His appointment of David Johnston, a well-respected former governor general, as “special rapporteur” on foreign interference in Canada did little to calm the waters. A card-carrying member of Canada’s cosy establishment, Mr Johnston is a family friend of the Trudeaus, not to mention a former neighbour and a member of the Trudeau Foundation.
Mr Trudeau’s public praise of China’s “basic dictatorship” and his familial antecedents aside (his prime ministerial father was an early Western enthusiast for Mao’s China), his government’s record on China since he became prime minister does not inspire confidence.
He had to fire John McCallum, his own appointee as ambassador to China and former Cabinet colleague, after the latter publicly contradicted his own government’s position and sided with China on the Meng extradition case.
But now, there are signs that all of this is too much, even for Mr Trudeau’s allies. Last Thursday, the House of Commons passed a motion calling for a full public inquiry into Chinese political interference in Canada, with every party except the Liberals voting in favour.

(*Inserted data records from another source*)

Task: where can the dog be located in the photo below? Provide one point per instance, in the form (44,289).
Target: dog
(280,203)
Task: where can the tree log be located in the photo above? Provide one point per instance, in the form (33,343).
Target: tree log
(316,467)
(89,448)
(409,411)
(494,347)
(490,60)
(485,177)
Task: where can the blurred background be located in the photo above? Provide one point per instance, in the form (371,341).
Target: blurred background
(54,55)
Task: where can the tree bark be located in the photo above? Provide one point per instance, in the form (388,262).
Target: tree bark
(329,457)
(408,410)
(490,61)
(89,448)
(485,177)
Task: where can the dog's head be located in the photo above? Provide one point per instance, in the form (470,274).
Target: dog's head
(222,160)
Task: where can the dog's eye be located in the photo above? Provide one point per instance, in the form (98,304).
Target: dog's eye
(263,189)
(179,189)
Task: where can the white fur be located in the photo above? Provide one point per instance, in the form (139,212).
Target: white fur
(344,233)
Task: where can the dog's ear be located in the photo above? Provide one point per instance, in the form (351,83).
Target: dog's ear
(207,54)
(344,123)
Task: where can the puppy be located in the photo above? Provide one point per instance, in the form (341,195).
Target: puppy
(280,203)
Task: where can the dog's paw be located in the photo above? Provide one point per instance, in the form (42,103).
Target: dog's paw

Though the motion is not binding, what is notable is that the New Democratic Party, who are in a confidence-and-supply agreement with the Liberals, voted for it, enabling it to pass. The NDP has said it will not bring down the government over this issue; but the Liberals may well think that a snap election is their only way out of the mess of their own making.
Few seriously think that Mr Trudeau is a Chinese agent, an accusation in the more feverish corners of the Internet. But the best that can be said of his conduct over China is that he has been one of the West’s useful idiots.